Lost in thought Reaper didn't react in time when Martin, high on his new-found abilities, lashed out. He was inexperienced and unfocussed, but he had raw power on his side. Soon Reaper found himself expelling dense streams of black smoke from beneath his cloak, pushing back against a wave of red light from the Chalice's gems. He pushed against his target's magic with the force of his will, edging ever closer to his full strength, looking for a way in, to reconnect with Martin's mind.

Do not hold back, said the Whisper again in the back of the Reaper's mind. Rip his spell apart, even if it means ripping him apart in the process.

Straining and desperate, Reaper almost listened. The flashing of amber light from the charm in his clasp grew even more intense, and the smoke from beneath his cloak began to overwhelm the other man. Any moment his spell would break, and there would be nothing left of him at all. Then Reaper remembered again, a voice and a face of someone important to him many years ago, and of ideals shared, and he pulled back.

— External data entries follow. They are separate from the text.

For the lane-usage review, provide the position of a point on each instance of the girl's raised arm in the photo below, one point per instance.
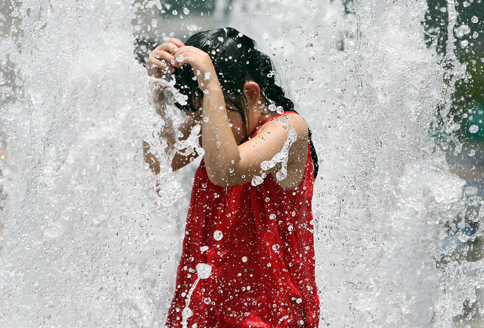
(231, 164)
(161, 61)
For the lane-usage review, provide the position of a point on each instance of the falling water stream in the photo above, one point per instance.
(92, 238)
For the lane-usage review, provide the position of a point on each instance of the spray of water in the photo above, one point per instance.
(88, 242)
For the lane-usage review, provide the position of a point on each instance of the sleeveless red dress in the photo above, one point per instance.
(248, 256)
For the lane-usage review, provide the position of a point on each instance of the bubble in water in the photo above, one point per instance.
(203, 270)
(257, 180)
(462, 30)
(272, 107)
(218, 235)
(192, 28)
(275, 248)
(473, 128)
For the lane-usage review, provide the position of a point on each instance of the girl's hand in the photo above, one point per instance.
(163, 59)
(202, 66)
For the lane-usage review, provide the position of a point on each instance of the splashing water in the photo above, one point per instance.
(86, 240)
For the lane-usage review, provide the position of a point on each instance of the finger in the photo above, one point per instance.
(176, 42)
(162, 60)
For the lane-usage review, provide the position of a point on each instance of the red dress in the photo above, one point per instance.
(248, 256)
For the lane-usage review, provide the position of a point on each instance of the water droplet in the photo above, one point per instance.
(192, 28)
(473, 128)
(257, 180)
(218, 235)
(280, 176)
(203, 270)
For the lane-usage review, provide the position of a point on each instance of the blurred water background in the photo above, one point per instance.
(391, 89)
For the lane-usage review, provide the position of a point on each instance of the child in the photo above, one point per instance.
(248, 253)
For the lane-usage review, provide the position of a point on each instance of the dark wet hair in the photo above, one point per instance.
(236, 60)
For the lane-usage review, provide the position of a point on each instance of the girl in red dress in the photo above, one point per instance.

In that moment the Reaper's spell was broken. He might have died himself, but at the last moment he dissolved into smoke again, and his form was only blasted apart temporarily. His vision was overloaded, and his head began to spin. Reaper wasn't sure how long it took him to recover, but in that time, Martin escaped. There was no way to know where. Defeated for the first time since he had began fighting this fight, the Reaper had no choice but to give up the chase. He fell to his knees again, allowing himself to feel the full impact of his injuries. He remained that way for several long minutes before standing tall, dissolving into smoke, and curling upward into the air, leaving the site of his failed confrontation behind.


Several streets down, Martin Smith ducked into another alley between two dilapidated buildings and turned a corner, pressing his back against a wall. He stopped and took the opportunity to look back the way he'd come to make sure he wasn't being followed. He let out a relieved laugh as he realized that he'd managed to escape the inescapable. He kissed the Chalice still in his hand and turned toward the exit of the alleyway, ready to step out onto the street, blend in with the late night crowd, and make his way to the airport where he would catch a one-way flight to his new life. Instead he found himself face-to-face with a figure in the darkness. Even shrouded, it was clear that this figure was significantly different from the Reaper. He was taller by several inches, his head framed by the silhouette of long, ragged hair, and in his left hand he carried something that glinted like metal. Martin moved to lift his Chalice to defend himself again with its magic, but there was a flash of movement at the mysterious figure's left side, and suddenly Martin's hand simply wasn't there anymore.

"You have something that I need," the figure said in a raspy, maniacal voice. He stepped forward, the object in his left hand raised. In the moments that followed, Martin Smith's screams could be heard echoing several streets away, until they suddenly died. In the ever-present din or city noise, no one took much notice, and the Reaper was already too far away to hear.